Because I watch the games online, the feed is sometimes dropped due to a copyright violation, so I find myself watching feeds not from my own country, but hateful feeds with venomous announcers — particularly from Brazil and England, who find any reason to desecrate Argentina. It makes my isolation here even more isolating. The defensiveness heightens my sense of being Argentine, and adds additional specks of ultra-nationalism. I cried when I saw coach Diego Maradona cry, and in that instant realized how much I want to be back home again.
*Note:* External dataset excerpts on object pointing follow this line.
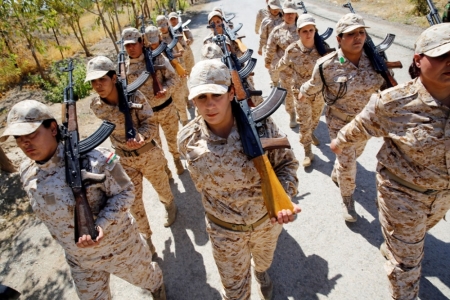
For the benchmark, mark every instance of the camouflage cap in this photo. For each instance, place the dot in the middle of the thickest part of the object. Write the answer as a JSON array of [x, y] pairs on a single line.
[[98, 67], [211, 51], [161, 21], [289, 7], [130, 35], [152, 34], [173, 15], [214, 13], [274, 4], [434, 41], [209, 76], [25, 117], [349, 22], [305, 19]]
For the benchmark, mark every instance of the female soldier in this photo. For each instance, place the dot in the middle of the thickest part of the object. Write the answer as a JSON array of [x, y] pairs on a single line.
[[237, 220], [301, 56], [346, 80], [412, 171]]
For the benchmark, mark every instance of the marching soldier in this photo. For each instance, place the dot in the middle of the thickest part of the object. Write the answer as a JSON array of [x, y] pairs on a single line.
[[412, 171], [118, 249], [279, 39], [346, 79], [141, 156], [236, 218], [301, 56]]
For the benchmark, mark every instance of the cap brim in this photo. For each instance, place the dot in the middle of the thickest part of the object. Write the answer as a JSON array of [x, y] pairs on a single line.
[[206, 89], [95, 75], [20, 129], [353, 27], [438, 51]]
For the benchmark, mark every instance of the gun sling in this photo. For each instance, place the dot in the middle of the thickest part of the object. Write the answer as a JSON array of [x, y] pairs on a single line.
[[162, 106], [137, 152], [237, 227]]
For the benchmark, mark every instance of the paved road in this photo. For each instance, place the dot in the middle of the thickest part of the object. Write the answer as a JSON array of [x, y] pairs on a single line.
[[318, 256]]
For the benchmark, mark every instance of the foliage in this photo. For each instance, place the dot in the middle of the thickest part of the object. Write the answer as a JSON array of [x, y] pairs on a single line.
[[60, 79]]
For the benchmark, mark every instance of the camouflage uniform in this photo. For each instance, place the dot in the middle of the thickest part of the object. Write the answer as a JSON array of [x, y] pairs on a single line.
[[149, 164], [121, 252]]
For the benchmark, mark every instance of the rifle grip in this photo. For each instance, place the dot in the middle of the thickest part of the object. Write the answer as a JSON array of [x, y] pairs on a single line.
[[275, 197]]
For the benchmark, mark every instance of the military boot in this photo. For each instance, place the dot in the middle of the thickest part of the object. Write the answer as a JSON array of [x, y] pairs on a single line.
[[171, 214], [265, 285], [293, 121], [309, 156], [348, 209], [160, 294], [179, 166]]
In the hours that followed after the win, I turned to my favorite Argentine paper to try to share in the joy I felt so far away from. I read that Buenos Aires became a naked city as residents hovered around television sets, and that even Congress came to a halt. I wanted to be in that naked city, or anywhere in Argentina, and stop this feeling of detachment in an empty room. I wanted to embrace the contradictions of what it means to come from a land that is both enchanted and haunted, from a place that knows how to dream underground as a form of immunity from real nightmares. I wanted to be back home in the country that, despite our numerous losses, still knows how to win.